Loop Instruction Or Automation
Every 2 hours during working hours, inspect PR <number>.
Load review comments, check status, mergeability, linked issues, and project instructions.
If there is a narrow mechanical blocker, patch it in an isolated worktree and run the smallest relevant checks.
Record commands, changed files, check URLs, and remaining blockers in a PR comment.
Stop when the PR is merge-ready, waiting only on human review, blocked, or out of retry budget.
Receipts
Public or anonymized receipts should include:
- PR URL or anonymized PR number;
- last checked SHA;
- failed or passed check URLs;
- commands run;
- changed files;
- unresolved comments or blocker summary.
Lessons Learned
- What worked: narrow blockers such as formatting, docs comments, merge conflicts, and test failures are good loop candidates.
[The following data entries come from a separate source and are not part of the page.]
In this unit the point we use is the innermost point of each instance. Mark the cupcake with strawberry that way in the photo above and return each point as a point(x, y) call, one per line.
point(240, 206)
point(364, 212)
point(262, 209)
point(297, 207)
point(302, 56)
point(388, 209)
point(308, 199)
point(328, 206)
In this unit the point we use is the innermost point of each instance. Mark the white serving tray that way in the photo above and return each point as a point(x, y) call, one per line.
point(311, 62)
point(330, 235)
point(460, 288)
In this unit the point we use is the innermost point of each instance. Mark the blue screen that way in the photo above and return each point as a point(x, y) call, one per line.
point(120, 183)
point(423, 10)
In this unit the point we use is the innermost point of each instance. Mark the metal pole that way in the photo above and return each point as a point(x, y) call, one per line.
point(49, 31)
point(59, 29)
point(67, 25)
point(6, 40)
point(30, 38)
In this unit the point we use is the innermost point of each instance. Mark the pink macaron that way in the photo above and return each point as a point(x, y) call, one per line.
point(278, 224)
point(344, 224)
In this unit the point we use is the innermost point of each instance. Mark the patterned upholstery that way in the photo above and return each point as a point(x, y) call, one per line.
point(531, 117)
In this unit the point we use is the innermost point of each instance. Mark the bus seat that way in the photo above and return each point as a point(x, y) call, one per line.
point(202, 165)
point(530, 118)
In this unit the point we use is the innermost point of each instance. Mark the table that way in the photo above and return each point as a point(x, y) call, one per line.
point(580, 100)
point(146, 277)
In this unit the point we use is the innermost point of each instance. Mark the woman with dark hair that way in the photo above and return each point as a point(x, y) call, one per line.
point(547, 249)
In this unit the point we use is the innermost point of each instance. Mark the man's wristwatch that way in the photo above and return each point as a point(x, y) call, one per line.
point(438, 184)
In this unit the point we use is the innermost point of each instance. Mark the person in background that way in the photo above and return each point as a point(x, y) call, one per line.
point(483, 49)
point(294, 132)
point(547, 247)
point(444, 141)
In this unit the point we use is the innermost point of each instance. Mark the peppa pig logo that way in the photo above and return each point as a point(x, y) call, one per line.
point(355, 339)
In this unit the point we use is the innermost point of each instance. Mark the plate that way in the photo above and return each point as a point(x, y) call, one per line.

- What failed: product questions and broad review disagreements should escalate quickly.
- What changed after the first run: the progress comment became the state artifact that prevents repeated work.
Safety Notes
- Sensitive actions: force-pushes, broad rewrites, dependency upgrades, migrations, secrets, and production changes.
- Human approvals: required for anything beyond narrow review or CI fixes.
- Data or privacy constraints: do not copy private review context into public gallery entries.